The Montana Senate will vote on a bill that would allow students to carry guns on college campuses next week, making many individuals nervous about the potential future of firearms at universities. 

Sponsored by House Rep. Cary Smith, R-Billings, House Bill 240 aims to strip the authority to regulate weapons from the Montana Board of Regents and prohibit it, along with the Montana University System, from controlling the possession of guns on University property.  It passed through the Montana House of Representatives on a 58-31 vote last month.

“This bill is inappropriate, outrageous and formulated by people who have not taught any sort of class from any level from kindergarten to college,” said Mike O’Lear, a part-time adjunct professor of statistics at the University of Montana who is  on leave. 

O’Lear believes in order to effectively teach, a professor must make students feel comfortable with being intellectually vulnerable and open to new ways of thinking. If students can carry weapons, he said, it would be counterproductive to this process.

And although the bill would allow faculty to carry guns as well, O’Lear said that does not send the appropriate message to students.  

“Students can tell when a teacher is being disingenuous,” O’Lear said. “If I walk into a classroom with a weapon, it is basically saying that the only way to protect yourself is by a carrying a bigger gun than the other guy.”

O’Lear disagrees with National Rifle Association CEO Wayne LaPierre’s slogan, “The only guy that stops a bad guy with a gun is a good guy with a gun.” 

O’Lear said he understands students need to protect themselves, but there are non-lethal ways of doing so.

“Pepper spray, a Taser or, if you are into exotic things, learning judo, are all better ways for students and staff to protect them selves,” O’Lear said.

On the first day of 2011 fall semester, a 20-year-old student accidentally shot his friend in the hand with a 20-gauge shotgun in the south parking lot of the Lommasson Center.
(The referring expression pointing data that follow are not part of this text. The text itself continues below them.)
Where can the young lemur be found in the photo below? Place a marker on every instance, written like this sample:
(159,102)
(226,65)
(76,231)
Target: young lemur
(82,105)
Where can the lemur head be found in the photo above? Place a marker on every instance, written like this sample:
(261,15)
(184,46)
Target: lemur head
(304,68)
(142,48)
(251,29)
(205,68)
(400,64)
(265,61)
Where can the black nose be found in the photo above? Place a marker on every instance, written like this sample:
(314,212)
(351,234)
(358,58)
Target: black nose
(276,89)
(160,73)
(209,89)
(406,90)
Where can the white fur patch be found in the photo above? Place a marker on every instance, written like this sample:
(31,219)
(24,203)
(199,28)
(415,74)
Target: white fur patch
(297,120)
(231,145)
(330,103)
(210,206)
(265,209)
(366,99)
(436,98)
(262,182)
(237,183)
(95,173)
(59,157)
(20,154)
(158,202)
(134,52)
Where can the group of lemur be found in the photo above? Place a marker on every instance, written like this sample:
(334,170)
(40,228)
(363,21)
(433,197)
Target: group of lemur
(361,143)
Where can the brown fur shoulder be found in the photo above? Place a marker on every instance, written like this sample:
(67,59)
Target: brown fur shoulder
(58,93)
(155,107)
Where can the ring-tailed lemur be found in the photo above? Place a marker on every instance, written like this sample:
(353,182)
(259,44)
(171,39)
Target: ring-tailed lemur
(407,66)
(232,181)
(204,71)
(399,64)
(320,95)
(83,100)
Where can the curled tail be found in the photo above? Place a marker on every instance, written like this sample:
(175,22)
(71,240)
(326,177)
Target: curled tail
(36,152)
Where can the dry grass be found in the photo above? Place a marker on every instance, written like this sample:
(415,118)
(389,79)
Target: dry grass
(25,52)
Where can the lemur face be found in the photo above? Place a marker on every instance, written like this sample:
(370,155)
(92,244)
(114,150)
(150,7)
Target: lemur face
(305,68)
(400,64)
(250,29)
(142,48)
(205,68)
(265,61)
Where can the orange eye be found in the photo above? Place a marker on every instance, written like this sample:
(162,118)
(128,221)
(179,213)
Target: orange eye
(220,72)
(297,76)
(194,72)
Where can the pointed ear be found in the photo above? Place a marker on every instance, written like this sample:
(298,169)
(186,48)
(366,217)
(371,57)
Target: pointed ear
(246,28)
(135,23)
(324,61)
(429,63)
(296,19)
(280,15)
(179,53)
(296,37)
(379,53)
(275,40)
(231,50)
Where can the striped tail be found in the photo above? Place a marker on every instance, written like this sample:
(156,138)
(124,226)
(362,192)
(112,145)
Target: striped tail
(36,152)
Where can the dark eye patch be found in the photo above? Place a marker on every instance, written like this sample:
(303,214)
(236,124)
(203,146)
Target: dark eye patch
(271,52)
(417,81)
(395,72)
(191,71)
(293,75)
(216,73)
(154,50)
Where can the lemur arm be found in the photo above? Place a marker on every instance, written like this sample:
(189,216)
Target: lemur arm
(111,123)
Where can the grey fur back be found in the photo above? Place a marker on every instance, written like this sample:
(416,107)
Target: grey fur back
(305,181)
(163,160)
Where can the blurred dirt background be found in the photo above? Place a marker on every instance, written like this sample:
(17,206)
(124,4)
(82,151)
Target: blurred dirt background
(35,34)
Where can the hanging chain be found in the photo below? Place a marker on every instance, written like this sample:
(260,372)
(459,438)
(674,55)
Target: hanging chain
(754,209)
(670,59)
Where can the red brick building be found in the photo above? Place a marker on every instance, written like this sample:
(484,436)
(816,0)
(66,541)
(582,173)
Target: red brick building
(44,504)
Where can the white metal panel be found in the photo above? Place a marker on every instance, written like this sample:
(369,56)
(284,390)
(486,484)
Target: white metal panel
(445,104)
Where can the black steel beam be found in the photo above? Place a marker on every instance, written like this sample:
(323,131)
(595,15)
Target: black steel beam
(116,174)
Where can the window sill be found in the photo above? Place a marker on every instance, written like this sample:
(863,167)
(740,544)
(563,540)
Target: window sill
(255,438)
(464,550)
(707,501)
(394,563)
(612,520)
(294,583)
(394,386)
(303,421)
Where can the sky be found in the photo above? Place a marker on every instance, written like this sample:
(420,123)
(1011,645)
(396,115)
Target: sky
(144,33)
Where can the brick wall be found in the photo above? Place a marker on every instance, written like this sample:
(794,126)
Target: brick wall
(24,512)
This is the first recorded weapon discharge on the UM campus in more than 30 years. And even though the incident is unrelated, the campus required students to store their guns at the Campus Public Safety building or in their cars after that incident, unloaded and out of sight. Before spring semester 2012, students living on the UM campus were allowed to store their guns at the front desk of their residence halls.

“Whatever inconvenience gun owners might face, not being able to carry guns on campus is favorable to an accident occurring with guns being allowed on campus,” said UM student Sam Hines.

 For O’Lear, if students were allowed to bring guns into college classrooms, he would like to see himself and his colleagues receive hazard pay for putting themselves in front of students who may be carrying a weapon.

Christopher Anderson, a UM French literature professor, agrees that allowing students to bring guns onto college campuses and classrooms should be considered hazardous for teachers.

“Every university attracts a certain number of unstable people, whether they are students or not,” Anderson said. “If a campus cannot create a secure teaching environment, then they will begin to lose faculty.”

Anderson said he personally owns a shotgun and is not opposed to gun ownership, although he would never bring his gun to school. He said if HB240 passes, the Legislature would arm students who are stressed from school and would be vulnerable to take action.  He said he believes no one needs guns to feel safe on campus.

“How many home runs would Babe Ruth have hit without a bat?” Anderson said.

HB240 will be presented to the Montana State Senate floor March 18 at 3 p.m.  The bill will go through a series of three readings before a final vote is tallied.